Effects of ball milling on structural changes and hydrolysis of lignocellulosic biomass in liquid hot-water compressed carbon dioxide

Abstract

Mechanical activation is an effective method for destroying the crystalline structure. Biomass, especially its hemicellulose, can be degraded in the green solvent of liquid hot-water compressed carbon dioxide. To improve the degradation of crystalline cellulose in liquid hot-water compressed carbon dioxide, pretreatment of camphorwood sawdust by mechanical activation with a stirring ball mill was studied. Ball milling parameters and their effects on structure were determined by SEM, XRD and FT-IR. The influence of milling parameters on cellulose conversion can be ranked as follows: ball milling speed>activation time>the mass ratio of ball to biomass.
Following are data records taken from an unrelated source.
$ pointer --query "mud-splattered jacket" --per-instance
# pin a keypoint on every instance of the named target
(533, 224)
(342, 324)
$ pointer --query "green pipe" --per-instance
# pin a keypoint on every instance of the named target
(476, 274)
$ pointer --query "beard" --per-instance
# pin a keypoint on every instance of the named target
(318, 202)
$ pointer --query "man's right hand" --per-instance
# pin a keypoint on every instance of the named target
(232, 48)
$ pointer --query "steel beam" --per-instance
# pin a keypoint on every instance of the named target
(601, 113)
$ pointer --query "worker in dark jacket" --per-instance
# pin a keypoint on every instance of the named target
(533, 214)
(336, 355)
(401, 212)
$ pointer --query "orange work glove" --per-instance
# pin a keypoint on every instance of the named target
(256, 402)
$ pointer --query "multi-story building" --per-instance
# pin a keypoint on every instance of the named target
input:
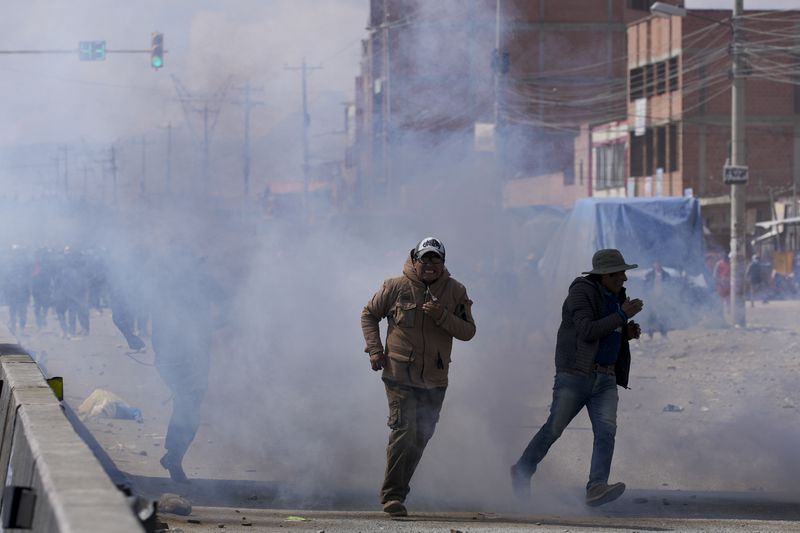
(492, 87)
(679, 110)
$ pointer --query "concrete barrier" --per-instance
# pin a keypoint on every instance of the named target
(53, 483)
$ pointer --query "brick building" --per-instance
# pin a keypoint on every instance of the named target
(679, 111)
(497, 89)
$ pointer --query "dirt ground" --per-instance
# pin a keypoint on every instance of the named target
(707, 440)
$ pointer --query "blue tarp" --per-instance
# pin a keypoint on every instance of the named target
(669, 230)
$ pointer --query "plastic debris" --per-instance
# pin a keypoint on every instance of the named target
(172, 503)
(106, 404)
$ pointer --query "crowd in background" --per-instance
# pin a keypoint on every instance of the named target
(67, 281)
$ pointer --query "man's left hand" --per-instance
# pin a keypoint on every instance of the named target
(634, 330)
(433, 309)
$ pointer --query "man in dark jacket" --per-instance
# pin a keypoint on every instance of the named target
(185, 301)
(592, 358)
(426, 309)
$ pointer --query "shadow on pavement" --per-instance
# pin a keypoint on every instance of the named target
(633, 504)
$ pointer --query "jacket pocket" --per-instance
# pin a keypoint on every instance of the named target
(405, 314)
(400, 353)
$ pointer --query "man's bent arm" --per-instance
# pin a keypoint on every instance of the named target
(459, 322)
(375, 310)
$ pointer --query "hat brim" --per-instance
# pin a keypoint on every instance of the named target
(611, 270)
(428, 249)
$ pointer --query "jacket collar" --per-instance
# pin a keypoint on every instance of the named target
(411, 274)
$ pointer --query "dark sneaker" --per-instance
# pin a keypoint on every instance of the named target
(174, 468)
(602, 493)
(395, 508)
(521, 484)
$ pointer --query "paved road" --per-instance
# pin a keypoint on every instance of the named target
(247, 493)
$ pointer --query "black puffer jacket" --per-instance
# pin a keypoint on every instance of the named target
(584, 322)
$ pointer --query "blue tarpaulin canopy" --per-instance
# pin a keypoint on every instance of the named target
(669, 230)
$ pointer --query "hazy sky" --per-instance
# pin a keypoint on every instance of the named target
(57, 98)
(748, 4)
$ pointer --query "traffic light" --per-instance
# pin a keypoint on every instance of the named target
(92, 50)
(157, 50)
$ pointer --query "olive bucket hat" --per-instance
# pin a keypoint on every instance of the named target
(608, 261)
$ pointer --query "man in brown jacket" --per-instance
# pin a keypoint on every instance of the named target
(425, 308)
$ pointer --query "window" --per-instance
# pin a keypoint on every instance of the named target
(673, 147)
(673, 74)
(650, 79)
(610, 165)
(637, 155)
(661, 77)
(636, 76)
(661, 147)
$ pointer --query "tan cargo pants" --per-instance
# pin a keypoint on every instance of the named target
(413, 414)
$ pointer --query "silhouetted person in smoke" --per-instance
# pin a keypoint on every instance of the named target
(592, 359)
(71, 294)
(185, 305)
(42, 285)
(658, 284)
(426, 309)
(756, 280)
(722, 281)
(17, 289)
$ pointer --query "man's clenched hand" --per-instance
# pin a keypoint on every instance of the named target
(378, 361)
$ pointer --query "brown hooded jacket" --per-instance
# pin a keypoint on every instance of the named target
(417, 346)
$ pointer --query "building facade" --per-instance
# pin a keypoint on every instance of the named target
(679, 111)
(499, 88)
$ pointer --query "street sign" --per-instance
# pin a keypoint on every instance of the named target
(735, 175)
(92, 50)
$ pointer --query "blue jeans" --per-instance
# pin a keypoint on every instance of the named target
(571, 392)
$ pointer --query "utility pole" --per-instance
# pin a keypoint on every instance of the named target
(143, 176)
(57, 162)
(210, 115)
(169, 159)
(85, 180)
(248, 104)
(306, 121)
(501, 65)
(66, 170)
(114, 174)
(738, 198)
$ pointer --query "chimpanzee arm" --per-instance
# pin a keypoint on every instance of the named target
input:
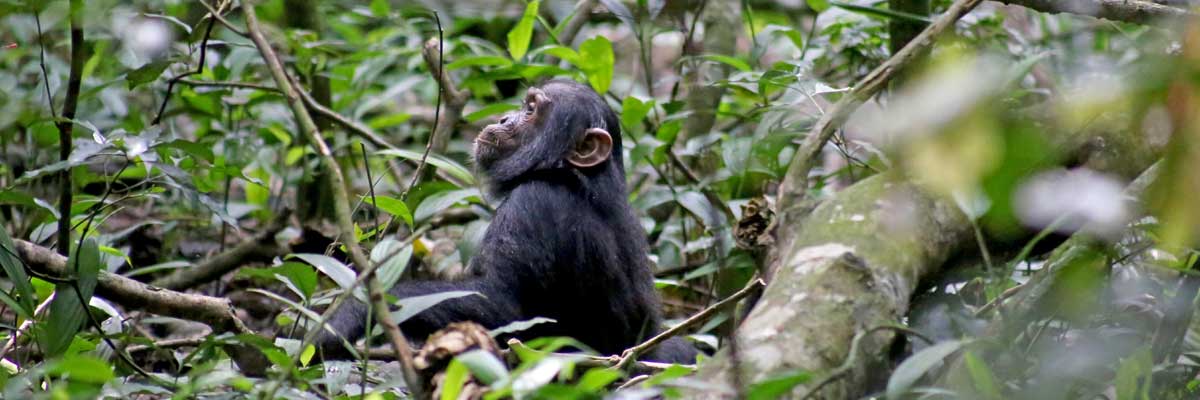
(490, 308)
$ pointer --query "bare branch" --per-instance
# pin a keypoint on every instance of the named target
(1132, 11)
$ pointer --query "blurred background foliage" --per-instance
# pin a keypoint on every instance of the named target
(1079, 281)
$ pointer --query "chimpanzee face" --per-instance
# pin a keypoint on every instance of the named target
(562, 124)
(515, 130)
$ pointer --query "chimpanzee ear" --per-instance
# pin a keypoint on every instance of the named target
(593, 149)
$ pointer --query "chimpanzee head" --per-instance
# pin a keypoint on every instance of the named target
(561, 125)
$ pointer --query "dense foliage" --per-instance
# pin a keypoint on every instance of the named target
(190, 157)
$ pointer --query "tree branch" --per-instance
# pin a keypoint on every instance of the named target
(791, 202)
(67, 124)
(1132, 11)
(337, 183)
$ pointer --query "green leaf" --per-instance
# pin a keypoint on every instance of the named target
(83, 369)
(520, 326)
(394, 255)
(343, 275)
(982, 377)
(671, 372)
(455, 378)
(598, 378)
(437, 202)
(145, 73)
(729, 60)
(69, 308)
(478, 60)
(819, 5)
(913, 368)
(16, 273)
(484, 365)
(381, 9)
(497, 108)
(778, 387)
(391, 206)
(597, 57)
(414, 305)
(438, 161)
(562, 52)
(521, 34)
(634, 111)
(1134, 374)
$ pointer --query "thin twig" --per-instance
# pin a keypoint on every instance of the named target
(67, 124)
(41, 60)
(216, 15)
(199, 67)
(631, 353)
(792, 202)
(228, 84)
(336, 183)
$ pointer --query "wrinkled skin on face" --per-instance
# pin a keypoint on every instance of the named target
(515, 129)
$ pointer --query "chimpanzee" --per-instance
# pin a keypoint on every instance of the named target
(564, 243)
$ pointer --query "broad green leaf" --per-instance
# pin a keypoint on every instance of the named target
(1134, 374)
(618, 9)
(778, 387)
(982, 377)
(478, 60)
(391, 206)
(335, 269)
(484, 365)
(69, 308)
(819, 5)
(381, 9)
(562, 52)
(145, 73)
(394, 255)
(520, 326)
(438, 161)
(521, 34)
(634, 111)
(82, 368)
(597, 59)
(729, 60)
(598, 378)
(915, 366)
(300, 278)
(455, 378)
(414, 305)
(16, 273)
(441, 201)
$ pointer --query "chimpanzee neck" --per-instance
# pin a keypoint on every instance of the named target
(604, 186)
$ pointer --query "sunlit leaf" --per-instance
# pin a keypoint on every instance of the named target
(391, 206)
(915, 366)
(438, 161)
(521, 34)
(484, 365)
(597, 57)
(340, 273)
(437, 202)
(145, 73)
(414, 305)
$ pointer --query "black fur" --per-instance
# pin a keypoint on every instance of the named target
(564, 244)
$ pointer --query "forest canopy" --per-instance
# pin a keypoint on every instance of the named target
(599, 198)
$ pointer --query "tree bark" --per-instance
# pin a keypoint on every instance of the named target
(852, 267)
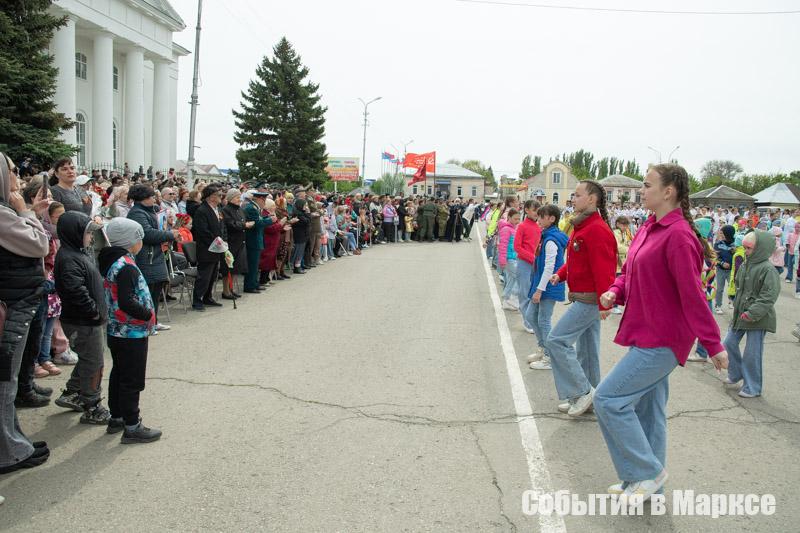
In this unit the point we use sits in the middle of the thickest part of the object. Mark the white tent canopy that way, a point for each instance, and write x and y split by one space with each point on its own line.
779 194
The optimum milling condition was obtained at ball milling speed of 450 rpm and mass ratio of 30: 1 of ball to biomass for 2 h. In this condition, cellulose crystallinity of sawdust decreased from 60.93% to 21.40%. The cellulose conversion was 37.8%, which was nearly four times of raw material (10.2%). The glucose yield in the hydrolysate was 1.49 g·L−1, which was nearly three times of that of raw material. It showed mechanical activation can destroy the crystalline structure of cellulose to promote degradation and the damage of lignocellulosic internal structure caused by ball milling is irreversible.